SCHENECTADY COUNTY — Schenectady County on Tuesday settled a labor contract retroactive to 2017 with the union representing the sheriff’s road patrol deputies and their supervisors.
The settlement with the road patrol bargaining unit, which includes 16 full-time deputies and supervisors and six part-time officers covers four years, 2017 through 2020, with three of the years being retroactive.
The agreement calls for members of the union, which have already ratified the deal, to receive 2 percent pay increases each year. The contract also increases the payment a deputy receives if they don’t take a meal break during their shift, and increases the number of vacation days an officer can accumulate from year to year.
The county is in turn getting some savings on health insurance costs by adopting the Pro-Act specialty drug co-pay assistance program and by increasing the co-payment on emergency room visits from $50 to $100.
The contract also includes new penalties for deputies who don’t report to work without explanation or arrive late, and includes a new rule that a deputy can’t work more than 20 consecutive hours — down from the past practice that allowed up to 24 consecutive hours.
County Attorney Chris Gardner said the negotiations were delayed because the previous road patrol contract went to the state Public Employee Relations Board, which issued a binding arbitration award in 2018. New negotiations couldn’t start until that process ended. “That slowed us down in the negotiations,” Gardner said.
This time, the negotiation was much smoother, officials said. “All parties during the collective bargaining process fairly and respectfully worked diligently to negotiate this contract,” County Manager Rory Fluman wrote in a memo to legislators.
The wage increases are in keeping with the contract settlement the county reached with the jail guards’ union last July, and the county’s last contract with the Civil Service Employees Association, signed in 2018. That agreement expired on Dec. 31, meaning the county is again starting negotiations with the CSEA.
“We just started negotiations with them last November or December. We’re working on that,” Gardner said.
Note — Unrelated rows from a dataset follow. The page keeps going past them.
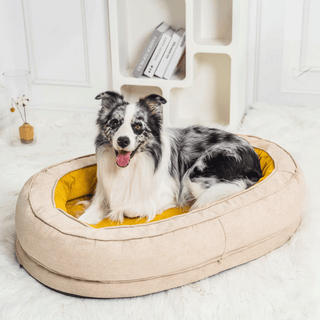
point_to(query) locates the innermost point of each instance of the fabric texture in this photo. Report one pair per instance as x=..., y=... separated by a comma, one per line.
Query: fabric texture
x=71, y=256
x=80, y=184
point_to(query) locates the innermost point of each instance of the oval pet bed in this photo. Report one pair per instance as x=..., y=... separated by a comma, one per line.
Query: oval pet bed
x=136, y=258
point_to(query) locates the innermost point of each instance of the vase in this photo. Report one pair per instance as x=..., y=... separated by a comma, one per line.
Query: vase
x=20, y=113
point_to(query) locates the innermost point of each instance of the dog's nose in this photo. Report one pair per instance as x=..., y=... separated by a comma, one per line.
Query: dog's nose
x=123, y=142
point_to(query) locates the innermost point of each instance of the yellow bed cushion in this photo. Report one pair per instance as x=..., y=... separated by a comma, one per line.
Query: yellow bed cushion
x=80, y=185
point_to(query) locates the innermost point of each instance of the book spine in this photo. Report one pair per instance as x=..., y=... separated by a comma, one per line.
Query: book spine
x=175, y=58
x=167, y=55
x=147, y=53
x=157, y=55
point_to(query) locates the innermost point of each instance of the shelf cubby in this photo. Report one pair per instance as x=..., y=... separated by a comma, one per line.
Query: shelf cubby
x=207, y=100
x=134, y=93
x=212, y=22
x=212, y=90
x=136, y=19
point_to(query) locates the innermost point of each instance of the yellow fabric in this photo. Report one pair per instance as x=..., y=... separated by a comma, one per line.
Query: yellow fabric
x=80, y=184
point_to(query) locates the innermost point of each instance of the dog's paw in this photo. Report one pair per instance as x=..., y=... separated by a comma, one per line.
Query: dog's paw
x=92, y=215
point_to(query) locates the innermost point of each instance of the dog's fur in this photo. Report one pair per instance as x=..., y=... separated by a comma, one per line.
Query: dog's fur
x=168, y=167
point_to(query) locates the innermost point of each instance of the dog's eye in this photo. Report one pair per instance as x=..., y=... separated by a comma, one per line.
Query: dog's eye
x=114, y=123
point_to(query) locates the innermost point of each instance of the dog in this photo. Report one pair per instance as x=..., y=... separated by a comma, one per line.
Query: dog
x=144, y=169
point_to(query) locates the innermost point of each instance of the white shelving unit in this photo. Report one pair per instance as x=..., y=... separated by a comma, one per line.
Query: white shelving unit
x=213, y=88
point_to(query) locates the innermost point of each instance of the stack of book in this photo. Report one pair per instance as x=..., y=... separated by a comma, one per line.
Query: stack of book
x=164, y=51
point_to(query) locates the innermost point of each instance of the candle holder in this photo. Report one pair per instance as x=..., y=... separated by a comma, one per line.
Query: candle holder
x=19, y=105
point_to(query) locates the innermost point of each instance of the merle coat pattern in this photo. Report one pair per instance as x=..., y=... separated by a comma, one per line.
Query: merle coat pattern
x=194, y=165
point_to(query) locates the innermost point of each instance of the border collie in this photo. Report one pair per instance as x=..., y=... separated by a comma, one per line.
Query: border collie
x=144, y=169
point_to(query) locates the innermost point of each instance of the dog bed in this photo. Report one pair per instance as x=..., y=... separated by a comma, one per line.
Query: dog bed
x=137, y=258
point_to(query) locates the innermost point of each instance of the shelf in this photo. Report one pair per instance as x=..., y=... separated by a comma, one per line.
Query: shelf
x=134, y=93
x=207, y=101
x=136, y=20
x=212, y=22
x=212, y=90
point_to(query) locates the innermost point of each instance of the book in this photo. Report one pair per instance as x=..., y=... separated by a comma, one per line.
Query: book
x=158, y=53
x=148, y=51
x=168, y=53
x=176, y=57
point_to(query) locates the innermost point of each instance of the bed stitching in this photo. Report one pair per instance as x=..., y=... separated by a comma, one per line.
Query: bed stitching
x=171, y=218
x=203, y=264
x=141, y=238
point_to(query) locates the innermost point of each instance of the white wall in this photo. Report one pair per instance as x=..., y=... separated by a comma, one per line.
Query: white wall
x=284, y=50
x=65, y=44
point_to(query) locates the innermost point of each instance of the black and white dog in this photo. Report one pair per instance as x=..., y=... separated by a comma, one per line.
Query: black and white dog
x=144, y=169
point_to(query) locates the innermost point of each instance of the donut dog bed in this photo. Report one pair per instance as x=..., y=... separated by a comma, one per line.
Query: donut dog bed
x=109, y=260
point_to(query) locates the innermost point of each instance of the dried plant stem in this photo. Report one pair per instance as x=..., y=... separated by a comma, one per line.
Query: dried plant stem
x=12, y=101
x=25, y=115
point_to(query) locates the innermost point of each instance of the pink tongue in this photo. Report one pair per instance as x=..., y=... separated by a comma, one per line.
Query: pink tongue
x=123, y=159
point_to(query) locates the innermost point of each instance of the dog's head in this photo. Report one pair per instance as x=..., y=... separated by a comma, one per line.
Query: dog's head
x=129, y=128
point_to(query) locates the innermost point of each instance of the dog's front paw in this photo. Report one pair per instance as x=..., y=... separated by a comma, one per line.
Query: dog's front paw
x=92, y=215
x=116, y=215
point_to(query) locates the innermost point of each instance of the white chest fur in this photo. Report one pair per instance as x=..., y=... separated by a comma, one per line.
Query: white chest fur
x=136, y=190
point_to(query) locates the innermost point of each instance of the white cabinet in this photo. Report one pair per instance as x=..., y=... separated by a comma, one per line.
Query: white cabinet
x=212, y=90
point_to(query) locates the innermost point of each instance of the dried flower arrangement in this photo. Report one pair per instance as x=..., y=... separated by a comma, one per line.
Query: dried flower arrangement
x=26, y=130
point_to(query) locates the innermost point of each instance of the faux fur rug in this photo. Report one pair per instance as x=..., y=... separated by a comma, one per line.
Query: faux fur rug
x=280, y=285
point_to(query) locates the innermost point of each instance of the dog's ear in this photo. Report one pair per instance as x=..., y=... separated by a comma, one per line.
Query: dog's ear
x=154, y=102
x=110, y=98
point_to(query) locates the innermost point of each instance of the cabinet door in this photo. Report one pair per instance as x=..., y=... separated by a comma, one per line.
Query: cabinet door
x=285, y=52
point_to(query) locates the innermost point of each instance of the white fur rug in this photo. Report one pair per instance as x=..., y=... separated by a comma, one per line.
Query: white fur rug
x=280, y=285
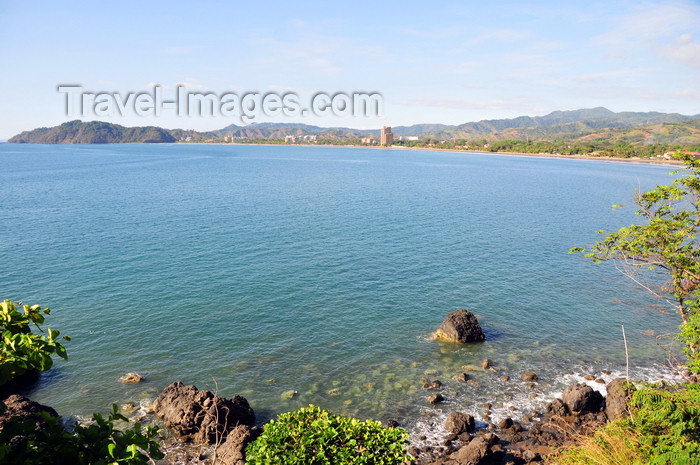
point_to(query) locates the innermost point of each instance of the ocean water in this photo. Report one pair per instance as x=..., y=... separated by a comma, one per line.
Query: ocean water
x=256, y=270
The county will also be sitting down with the union representing nursing assistants, licensed practical nurses and kitchen staff at the Glendale Home Nursing Home, Gardner said. The goal is to end a two-tier wage system that has employees hired after 2012 earning less than more experienced employees. The goal is to help the facility in Glenville address staff recruitment and retention issues.
“That needs to be addressed,” Gardner said. “We’re concerned about staffing and recruiting and trying to retain good people.”
Just Tuesday night, several family members of Glendale Home residents came to the Legislature, complaining about patient care issues that seemed to be related to staffing issues.